It is a pleasure to follow Mr Carmichael, who was right to speak about the opportunities that generations in this country have had, provided in part by freedom of movement and the ability to travel and work in countries across Europe.
We are being asked to consider one of the most important decisions in our post-war history, and there are no good choices. At the time of the referendum, I voted to remain as I took, and still hold, the view that we could not get a better deal than the one we already had with the EU. However, we held the referendum and I made a pledge to implement the result, and to do so responsibly. That is why I voted for article 50 and the EU withdrawal Act, despite my misgivings. This is not a perfect deal, but it does deliver the referendum result. I therefore feel honour-bound to vote for it, as I believe that it delivers that result in a responsible way.
This deal delivers in a number of areas. It gives the UK tariff-free, quota-free access to EU markets, while ensuring that we are out of free movement and have control of our agriculture and fisheries. More importantly, it keeps us out of ever-closer union. Does this deal live up to the promises made in the referendum? No—nothing could. We were promised that Brexit would be easy, that we would have the exact same benefits outside the EU as before and that we held all the cards in the upcoming negotiations. Those who promised sunlit uplands now criticise a deal that requires compromise. To choose WTO terms over this deal, about which I do have some concerns, would be an act of the utmost irresponsibility, for which the British public would rightly punish us.
For the past two years, I have been a member of the Business, Energy and Industrial Strategy Committee. Over many weeks and months, I have heard evidence about the impact of Brexit. Like everyone, I am certainly better informed now than I was in 2016, and an email from one of my constituents—I will call him Mr D—reflects much of the evidence that I have heard. He said that since the vote to leave,
“our business has endured significant hardship. Not all of this can be directly attributed to Brexit but the deterioration in sterling has impacted costs and economic uncertainty has made long term investment decisions next to impossible…
The forthcoming vote in parliament provides our country with an opportunity to bring about a little more certainty and stability.”
He claimed that while those who think the Prime Minister’s proposal is not ideal may be right,
“as the person most heavily involved in the negotiation—a negotiation that leading Brexiteers ran away from after the vote—she is well placed to judge whether it is the best we can get. Certainly EU leaders are unanimous in that view.”
He goes on to say that whatever deal is put in front of Parliament, one faction or another will be dissatisfied and that the notion that we can leave a club and no longer pay its subscriptions, yet pick and choose which services to continue to enjoy is frankly delusional. We are not in a position to select from a menu of membership benefits to suit our needs—we are leaving.
Mr D continues:
“When people find that the prices of goods and services rise sharply, and when they find that food starts to run short—I work in the grocery supply chain—and when they find that they are losing their jobs, they will judge you, and I doubt they will forgive you.”

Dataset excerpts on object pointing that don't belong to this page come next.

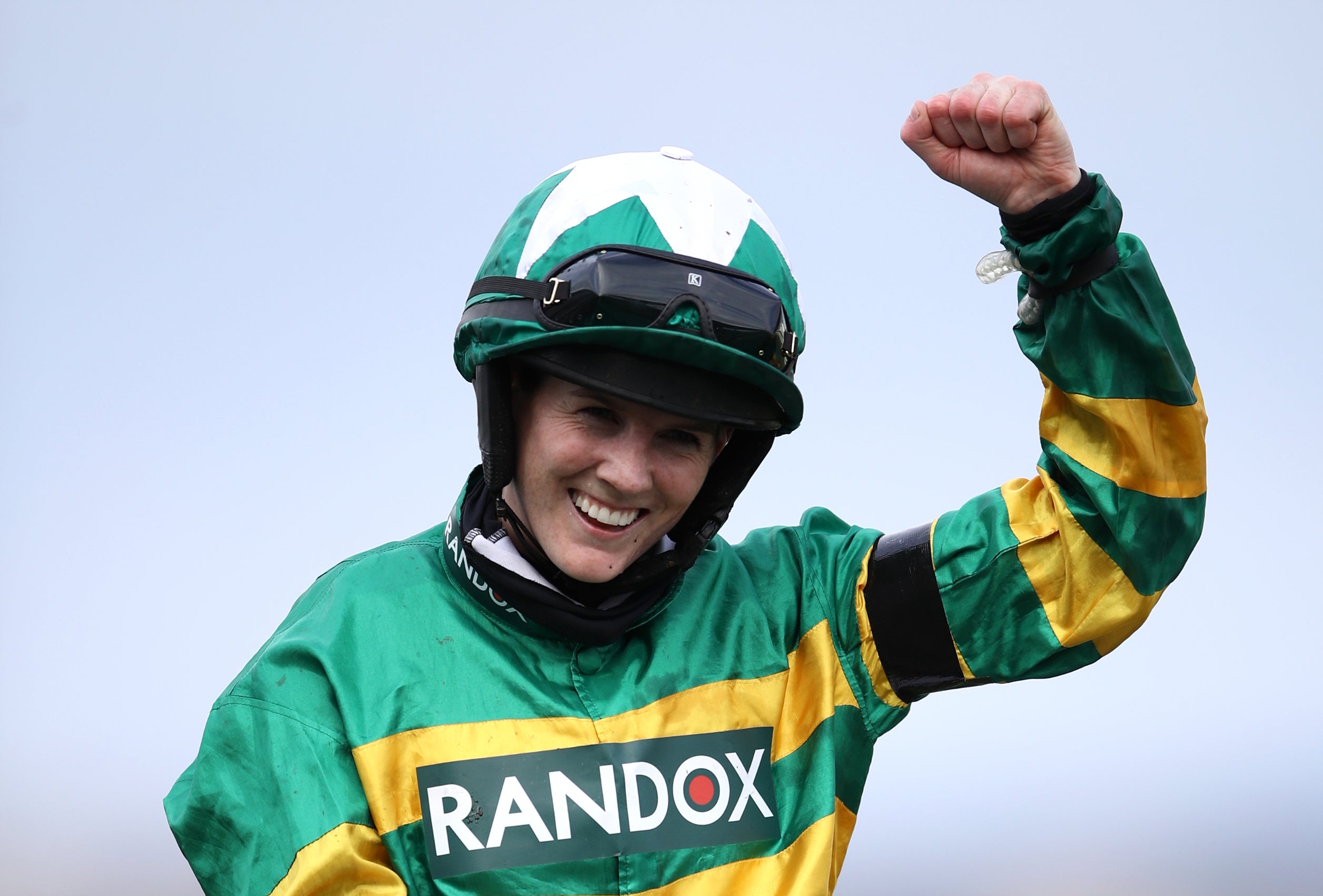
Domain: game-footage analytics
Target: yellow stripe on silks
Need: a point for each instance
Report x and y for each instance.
(867, 646)
(1138, 443)
(1085, 595)
(794, 702)
(841, 842)
(802, 868)
(345, 859)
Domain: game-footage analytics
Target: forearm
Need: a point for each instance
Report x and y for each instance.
(1045, 575)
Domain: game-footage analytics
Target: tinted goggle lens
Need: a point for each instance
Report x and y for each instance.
(614, 287)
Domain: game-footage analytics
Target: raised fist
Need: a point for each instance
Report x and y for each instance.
(998, 138)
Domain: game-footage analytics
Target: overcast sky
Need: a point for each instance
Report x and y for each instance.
(236, 238)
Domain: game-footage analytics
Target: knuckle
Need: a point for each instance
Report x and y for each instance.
(963, 106)
(989, 113)
(1015, 117)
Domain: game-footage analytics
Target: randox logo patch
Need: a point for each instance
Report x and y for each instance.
(585, 803)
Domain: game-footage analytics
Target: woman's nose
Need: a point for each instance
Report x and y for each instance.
(626, 465)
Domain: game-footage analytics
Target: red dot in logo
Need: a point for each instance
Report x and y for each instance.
(702, 789)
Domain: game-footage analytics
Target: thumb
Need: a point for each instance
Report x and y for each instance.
(917, 134)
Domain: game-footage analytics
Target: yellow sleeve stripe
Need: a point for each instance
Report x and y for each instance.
(867, 646)
(794, 702)
(1138, 443)
(1085, 595)
(345, 859)
(841, 841)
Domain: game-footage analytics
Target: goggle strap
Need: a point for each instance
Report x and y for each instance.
(536, 290)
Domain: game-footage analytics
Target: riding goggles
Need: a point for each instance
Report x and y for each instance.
(629, 286)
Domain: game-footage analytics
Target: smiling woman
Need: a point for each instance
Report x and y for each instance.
(567, 686)
(601, 480)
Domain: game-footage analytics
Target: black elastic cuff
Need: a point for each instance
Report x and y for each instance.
(908, 620)
(1050, 214)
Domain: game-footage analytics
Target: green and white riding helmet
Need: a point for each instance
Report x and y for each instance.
(655, 279)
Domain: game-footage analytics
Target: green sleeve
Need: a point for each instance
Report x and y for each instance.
(1047, 574)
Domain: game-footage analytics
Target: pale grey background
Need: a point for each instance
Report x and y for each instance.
(234, 240)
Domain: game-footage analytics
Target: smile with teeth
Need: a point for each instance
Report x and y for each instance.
(604, 514)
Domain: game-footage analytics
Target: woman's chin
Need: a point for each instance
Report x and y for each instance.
(592, 566)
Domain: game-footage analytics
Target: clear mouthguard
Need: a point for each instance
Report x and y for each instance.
(993, 267)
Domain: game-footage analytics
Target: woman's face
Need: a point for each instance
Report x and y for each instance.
(598, 479)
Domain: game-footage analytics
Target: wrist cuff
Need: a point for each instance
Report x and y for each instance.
(1050, 214)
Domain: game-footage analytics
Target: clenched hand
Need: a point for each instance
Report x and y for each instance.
(998, 138)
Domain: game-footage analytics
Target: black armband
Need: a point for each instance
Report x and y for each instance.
(908, 620)
(1048, 216)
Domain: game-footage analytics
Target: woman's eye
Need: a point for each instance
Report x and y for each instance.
(682, 438)
(600, 414)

That reflects the evidence I have heard from countless businesses who have come before the Business, Energy and Industrial Strategy Committee. Those businesses provide jobs and employment to my constituents, and they speak with one voice when they ask us to vote for this deal. My right hon. Friend Sir Nicholas Soames spoke about the need to come together, compromise and work towards an outcome that delivers for our country. It may not be perfect, but it is a good deal.